Prescription Medications can kill. Lunesta death: Death of child given Lunesta ruled a homicide

Lunesta death: Death of child given Lunesta ruled a homicide – South Florida Sun-Sentinel.com

Coral Springs – The death of a 4-year-old boy whose mother gave him a prescription sedative to help him sleep has been ruled a homicide, police said Wednesday.  Nicholas Odze died Sept. 10, shortly after his father found him unconscious and not breathing on his bed in the family’s Coral Springs apartment.

His mother, Raisa Bernabe, told police she had given the boy a Lunesta pill the night before because he’d had trouble sleeping, police said. A short time later, Bernabe reportedly told police, she found the boy in the bathroom with several open prescription pill bottles. She was not sure whether he had taken any of the pills.

Toxicology tests from the Broward Medical Examiner’s Office found a combination of oxycodone, oxymorphone, ibuprofen and eszopiclone in the child’s system. Eszopiclone is the clinical name for Lunesta, a sedative that can lower the breathing and metabolism and can be fatal if taken in too high a dosage.

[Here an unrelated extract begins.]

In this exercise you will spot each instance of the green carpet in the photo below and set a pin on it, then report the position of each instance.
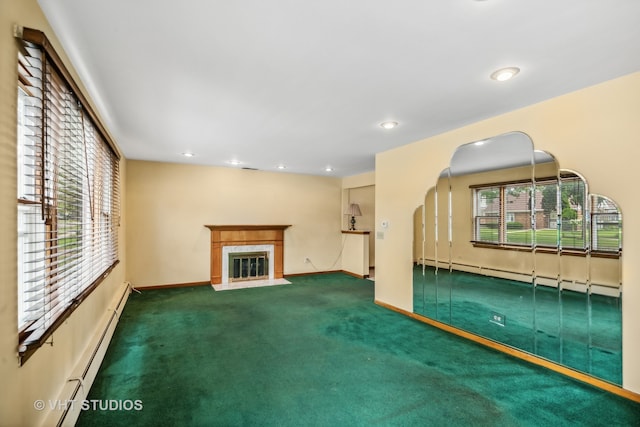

No charges have been filed, and detectives are continuing their investigation, said police spokesman Sgt. Joe McHugh. The child’s body showed no indications of physical trauma, broken bones or internal bleeding, according to initial exams after his death.

Spencer Aronfeld, the Miami attorney representing Bernabe and the child’s father, Alan Odze, said the couple was devastated by the loss of their son.

“They would just be completely incapable of intentionally harming Nicholas,” Aronfeld said.

Police had searched the family’s apartment and collected 68 prescription pill bottles, according to a search warrant filed in Broward Circuit Court. Nearly all the medications, including the Lunesta, had been prescribed to Odze, 51, a retired police officer from New York. Bernabe works as an assistant in the Coconut Creek city manager’s office.

Odze told police investigating the death that he had told Bernabe not to give the Lunesta to Nicholas, but he did not know she did it anyway, according to the search warrant.